More on (2): Suppose binary operations & and v satisfy the following three laws:

L1

[commutative]A & B = B & A; A v B = B v A,L2

[associative]A & (B & C) = (A & B) & C; A v (B v C) = (A v B) v C,L3

[absorption law]A & (B v A) = A v (B & A) = A,then the ordering mentioned in (2) falls out, since L1-L3 define a lattice in terms of meet and join. Note that this is more general than the truth tables for boolean & and v, includes intutionistic logic, most multi-valued logics (that I know of). It does not characterize & and v in either linear or relevant logic, however.

And (pure) probability logics do not satisfy L3. (Exercise: Let A = 0.6, and B=0.7. All pairwise identities of L3 fail, using (i) and (ii).)

Moreover, and this is neat, notice how A & (B v A) and A v (A & B) smear the value for A. This is happening with *point* values. This is behavior similar to Seidenfeld and Wasserman’s dilation result, which is supposed to be a problem for interval-valued probability and conditionalization. But we get it here with precise values. Yes, we introduce intervals when we evaluate (A v B), and (A & B), respectively; but the reason we get to these values is not by embracing imprecise probability theory, but by insisting upon pure logical connectives.
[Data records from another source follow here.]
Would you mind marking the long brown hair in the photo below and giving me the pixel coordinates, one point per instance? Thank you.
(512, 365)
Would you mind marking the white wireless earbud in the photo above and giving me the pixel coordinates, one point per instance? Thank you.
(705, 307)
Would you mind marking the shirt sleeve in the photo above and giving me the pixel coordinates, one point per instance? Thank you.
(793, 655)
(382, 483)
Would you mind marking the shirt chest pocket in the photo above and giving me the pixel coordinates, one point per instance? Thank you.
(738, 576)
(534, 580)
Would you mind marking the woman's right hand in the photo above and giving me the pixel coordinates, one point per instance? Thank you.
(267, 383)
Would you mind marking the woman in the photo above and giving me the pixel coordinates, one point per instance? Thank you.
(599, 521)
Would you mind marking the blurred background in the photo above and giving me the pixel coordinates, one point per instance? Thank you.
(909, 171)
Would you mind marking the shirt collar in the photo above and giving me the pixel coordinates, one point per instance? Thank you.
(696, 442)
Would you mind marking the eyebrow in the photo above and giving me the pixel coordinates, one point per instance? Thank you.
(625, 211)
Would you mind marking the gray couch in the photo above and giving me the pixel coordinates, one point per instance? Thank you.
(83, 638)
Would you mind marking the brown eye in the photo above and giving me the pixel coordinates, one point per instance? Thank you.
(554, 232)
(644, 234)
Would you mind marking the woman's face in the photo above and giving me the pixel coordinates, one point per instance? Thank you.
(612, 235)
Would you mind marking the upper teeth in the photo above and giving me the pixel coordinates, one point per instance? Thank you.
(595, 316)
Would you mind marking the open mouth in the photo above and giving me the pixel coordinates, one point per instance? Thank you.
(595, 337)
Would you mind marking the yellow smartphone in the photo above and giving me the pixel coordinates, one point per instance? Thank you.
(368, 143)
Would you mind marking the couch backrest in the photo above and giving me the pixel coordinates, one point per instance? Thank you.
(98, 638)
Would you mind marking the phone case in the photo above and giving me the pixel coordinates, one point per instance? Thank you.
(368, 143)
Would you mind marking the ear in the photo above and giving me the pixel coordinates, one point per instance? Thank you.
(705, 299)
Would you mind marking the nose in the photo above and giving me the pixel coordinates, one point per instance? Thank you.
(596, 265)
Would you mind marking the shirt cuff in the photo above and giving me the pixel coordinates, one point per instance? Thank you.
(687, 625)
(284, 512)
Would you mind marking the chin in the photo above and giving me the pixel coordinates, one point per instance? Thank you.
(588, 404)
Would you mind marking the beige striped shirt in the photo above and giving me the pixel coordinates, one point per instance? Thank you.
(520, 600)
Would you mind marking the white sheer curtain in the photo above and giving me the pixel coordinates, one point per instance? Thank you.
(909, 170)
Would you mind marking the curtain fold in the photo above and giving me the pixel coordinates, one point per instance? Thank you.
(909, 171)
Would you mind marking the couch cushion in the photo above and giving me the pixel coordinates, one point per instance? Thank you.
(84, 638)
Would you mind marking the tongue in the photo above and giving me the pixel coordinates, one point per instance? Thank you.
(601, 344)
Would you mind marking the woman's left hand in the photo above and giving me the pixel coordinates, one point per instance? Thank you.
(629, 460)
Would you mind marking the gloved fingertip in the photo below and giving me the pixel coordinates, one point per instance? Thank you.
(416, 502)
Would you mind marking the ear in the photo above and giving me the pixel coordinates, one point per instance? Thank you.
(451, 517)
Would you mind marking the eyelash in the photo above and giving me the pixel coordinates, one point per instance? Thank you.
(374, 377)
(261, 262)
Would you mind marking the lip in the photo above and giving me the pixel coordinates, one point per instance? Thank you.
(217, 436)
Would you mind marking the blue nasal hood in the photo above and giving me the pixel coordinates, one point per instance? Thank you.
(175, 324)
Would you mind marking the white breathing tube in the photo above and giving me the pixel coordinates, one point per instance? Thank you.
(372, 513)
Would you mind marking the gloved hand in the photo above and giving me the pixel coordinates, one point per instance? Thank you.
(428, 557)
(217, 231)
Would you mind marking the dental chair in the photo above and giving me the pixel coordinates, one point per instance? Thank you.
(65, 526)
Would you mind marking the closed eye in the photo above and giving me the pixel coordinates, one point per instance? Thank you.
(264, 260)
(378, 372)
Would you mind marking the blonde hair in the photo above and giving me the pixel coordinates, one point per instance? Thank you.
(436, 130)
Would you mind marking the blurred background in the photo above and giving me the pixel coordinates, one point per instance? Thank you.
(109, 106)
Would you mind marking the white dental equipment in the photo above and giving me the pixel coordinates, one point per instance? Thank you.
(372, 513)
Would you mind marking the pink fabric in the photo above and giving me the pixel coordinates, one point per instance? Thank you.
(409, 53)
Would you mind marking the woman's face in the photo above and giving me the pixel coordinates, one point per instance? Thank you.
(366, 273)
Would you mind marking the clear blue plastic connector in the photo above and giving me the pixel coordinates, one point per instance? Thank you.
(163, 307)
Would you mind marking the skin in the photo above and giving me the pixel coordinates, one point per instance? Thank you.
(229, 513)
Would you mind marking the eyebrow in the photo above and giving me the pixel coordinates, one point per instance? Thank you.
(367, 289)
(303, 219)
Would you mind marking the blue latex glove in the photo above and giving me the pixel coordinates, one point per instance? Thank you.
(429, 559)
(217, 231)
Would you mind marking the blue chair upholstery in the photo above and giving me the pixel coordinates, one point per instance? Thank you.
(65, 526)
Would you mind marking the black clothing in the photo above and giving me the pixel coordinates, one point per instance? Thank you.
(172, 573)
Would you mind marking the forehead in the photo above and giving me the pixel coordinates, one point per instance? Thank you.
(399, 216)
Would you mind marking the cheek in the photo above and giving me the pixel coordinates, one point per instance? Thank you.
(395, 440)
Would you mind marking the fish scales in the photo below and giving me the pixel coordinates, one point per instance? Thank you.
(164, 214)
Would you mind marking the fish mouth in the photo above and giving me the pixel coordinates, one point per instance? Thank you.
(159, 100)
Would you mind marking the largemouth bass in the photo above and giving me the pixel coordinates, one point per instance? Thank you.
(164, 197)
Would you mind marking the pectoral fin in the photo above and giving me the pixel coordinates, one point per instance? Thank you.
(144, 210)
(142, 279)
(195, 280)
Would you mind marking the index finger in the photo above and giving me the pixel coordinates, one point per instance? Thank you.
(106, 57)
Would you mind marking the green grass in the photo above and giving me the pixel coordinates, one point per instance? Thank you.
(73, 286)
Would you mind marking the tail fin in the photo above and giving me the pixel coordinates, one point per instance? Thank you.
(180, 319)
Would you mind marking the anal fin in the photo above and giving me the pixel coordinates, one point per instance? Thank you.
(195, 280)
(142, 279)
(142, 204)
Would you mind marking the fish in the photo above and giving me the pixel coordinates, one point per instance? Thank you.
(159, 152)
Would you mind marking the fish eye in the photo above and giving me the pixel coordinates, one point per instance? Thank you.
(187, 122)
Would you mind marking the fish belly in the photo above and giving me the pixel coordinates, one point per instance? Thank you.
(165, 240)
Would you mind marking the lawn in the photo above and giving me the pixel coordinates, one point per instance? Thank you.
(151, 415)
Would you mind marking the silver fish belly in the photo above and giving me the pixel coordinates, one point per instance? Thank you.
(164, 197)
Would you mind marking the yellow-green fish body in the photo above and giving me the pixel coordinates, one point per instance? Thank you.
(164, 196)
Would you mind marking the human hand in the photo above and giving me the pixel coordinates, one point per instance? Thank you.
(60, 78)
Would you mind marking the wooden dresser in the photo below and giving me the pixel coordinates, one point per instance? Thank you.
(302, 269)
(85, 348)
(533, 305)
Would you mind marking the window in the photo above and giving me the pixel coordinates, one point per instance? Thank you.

We can avoid this by assuming independence, which most probability logics do because the system I’ve described here, though pure, is not terribly usefly. But, it does throw some light on the non-triviality of independence assumptions.

(3) is still not right. There is another point about working with sets of measures, convex sets of measure, or simply a single measure, but (3) starts out on the wrong foot to make that work out.